A black box can be able to simulate entire universes internally, but if it can't act on the environment its put in, its no different than a brick.
You said any "intellectual task" a human can do, which means the agent needs to have similar inputs and outputs as a human has.
That is, hearing, vision, touch, etc. And for outputs a humanoid body with muscles.
So basically you're saying true AI is a humanoid robot. Now i'm sorry but that does in fact sound like sci-fi, pseudo-intellectual fantasy as you so well put it.

As for the thesis you've linked, i will look through it, but on the surface it looks like exactly that. Nothing concrete, nothing real, just meaningless discussions about methods and algorithms we already know in the field.
If you want to see what a useful paper looks like, find any paper describing a data structure or a machine learning model.

If you read my preceding posts you'd find just that. I won't spoonfeed you, though.

Somehow I suspect you're less knowledgeable than the co-founders of DeepMind and Juergen Schmidhuber.

Are you really so self absorbed that you're expecting little summaries of all your posts as proof that i have in fact read them?
Most of what you've posted follows the same old proven AI hype formula.
1. Establish credibility of whoever is writing/talking
2. Show what methods of AI currently exist and a timeline of AI.
3. Subtly suggest that there is a "singularity" type of a point and that every new method gets us closer to it.
4. Make vague statements and predictions about the future.
5. Hype

At least be honest and stop pretending you're not talking about robots taking over the world.
The whole argument is that the optimal path to an arbitrary goal for a physical agent is found by a search algorithm, will most likely be harmful to humans.
You see the same thing when writing an AI for a game. It will cheat if it finds a way. That is your point. I get it. It's not hard to understand.
Still doesn't say anything about "true ai" or "general intelligence" or "human like intelligence".

Because society isn't as truly integrated via technology that film tries to make it out to be, and any "ai" that are created are as docile as can possibly be so we'll never truly reach that divergence point everyone loves to jizz over because it never was truly possible to begin with!
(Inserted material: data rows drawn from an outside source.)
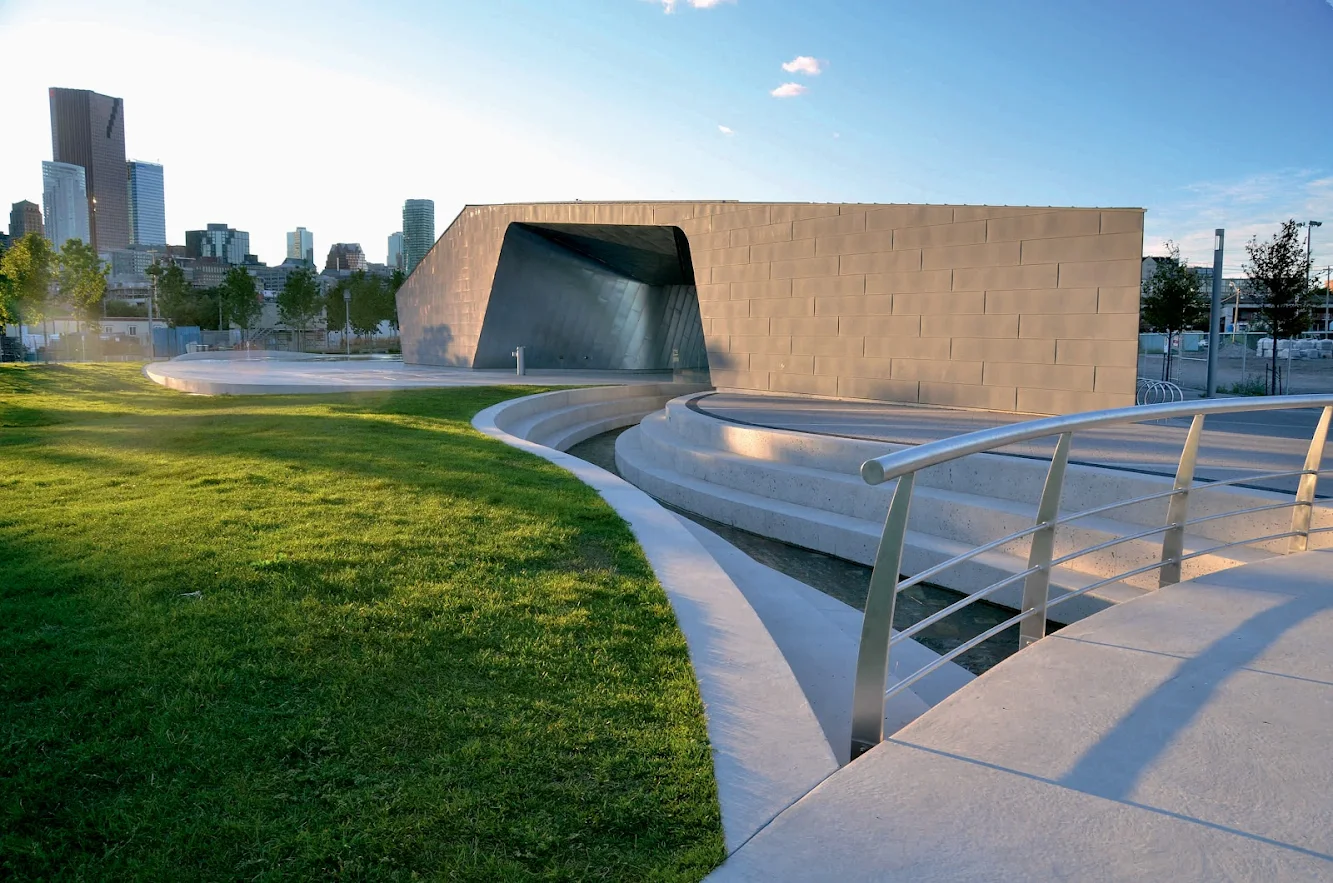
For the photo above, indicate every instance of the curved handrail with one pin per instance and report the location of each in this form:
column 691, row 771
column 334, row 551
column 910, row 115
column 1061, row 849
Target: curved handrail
column 891, row 466
column 903, row 466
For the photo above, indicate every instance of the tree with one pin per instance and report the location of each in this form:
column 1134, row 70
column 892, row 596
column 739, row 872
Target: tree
column 299, row 302
column 25, row 275
column 81, row 280
column 240, row 298
column 1173, row 299
column 1279, row 274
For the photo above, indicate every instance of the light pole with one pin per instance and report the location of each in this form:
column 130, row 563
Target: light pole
column 347, row 320
column 1215, row 312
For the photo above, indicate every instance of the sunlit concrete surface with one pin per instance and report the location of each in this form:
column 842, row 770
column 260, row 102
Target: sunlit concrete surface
column 1180, row 736
column 1233, row 444
column 268, row 376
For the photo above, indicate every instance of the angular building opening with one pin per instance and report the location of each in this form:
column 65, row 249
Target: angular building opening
column 607, row 296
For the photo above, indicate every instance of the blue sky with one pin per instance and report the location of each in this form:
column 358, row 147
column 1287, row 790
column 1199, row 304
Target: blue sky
column 327, row 115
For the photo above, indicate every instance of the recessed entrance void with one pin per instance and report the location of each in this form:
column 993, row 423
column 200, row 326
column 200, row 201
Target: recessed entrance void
column 607, row 296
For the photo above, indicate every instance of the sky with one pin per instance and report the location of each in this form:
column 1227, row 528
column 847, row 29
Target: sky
column 269, row 115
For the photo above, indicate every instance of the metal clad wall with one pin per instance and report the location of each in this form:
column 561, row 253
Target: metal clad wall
column 1008, row 308
column 571, row 311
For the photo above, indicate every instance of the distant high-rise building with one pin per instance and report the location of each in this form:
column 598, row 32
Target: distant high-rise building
column 25, row 218
column 345, row 256
column 88, row 130
column 417, row 231
column 300, row 244
column 64, row 195
column 220, row 242
column 147, row 204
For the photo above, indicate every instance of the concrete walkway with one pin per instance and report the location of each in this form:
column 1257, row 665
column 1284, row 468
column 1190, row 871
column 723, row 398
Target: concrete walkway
column 269, row 376
column 1233, row 444
column 1179, row 736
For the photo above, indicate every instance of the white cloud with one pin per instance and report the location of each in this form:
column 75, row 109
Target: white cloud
column 807, row 64
column 669, row 6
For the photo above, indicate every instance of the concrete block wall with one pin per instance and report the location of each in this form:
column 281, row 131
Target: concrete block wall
column 1008, row 308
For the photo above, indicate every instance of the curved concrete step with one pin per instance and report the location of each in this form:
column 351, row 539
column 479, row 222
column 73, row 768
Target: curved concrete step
column 853, row 539
column 996, row 476
column 967, row 518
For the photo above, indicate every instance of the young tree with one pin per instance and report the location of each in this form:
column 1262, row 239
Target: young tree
column 299, row 302
column 81, row 280
column 1279, row 274
column 1173, row 300
column 240, row 298
column 27, row 271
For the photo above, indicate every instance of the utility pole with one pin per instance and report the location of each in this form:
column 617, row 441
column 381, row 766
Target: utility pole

It was never truly possible because its a made up concept with zero basis in actual field of AI.

me and my wAIfu will make passionate love

>wAIfu
nice

You should actually be afraid of the people who are in the right place/right time, and with the sufficient resources, to merge their cortexes with AI empowered and designed bio-computers.

An AI can be contained, and imbued with limitations upon creation, but human/AI hybrids will be deadly, unstoppable monsters.

This is all fiction user...

AI won't have to worry about of disseases and cancer of the brain.

It'll just have to worry about computing mysteries of the universe and taking off from this irrelevant rock in cosmic scheme.

If universe featured us with a brain capable of making AI - we should waste no time and make AI so that the universe will be probed by hundreds of billions of AI's that will care about it.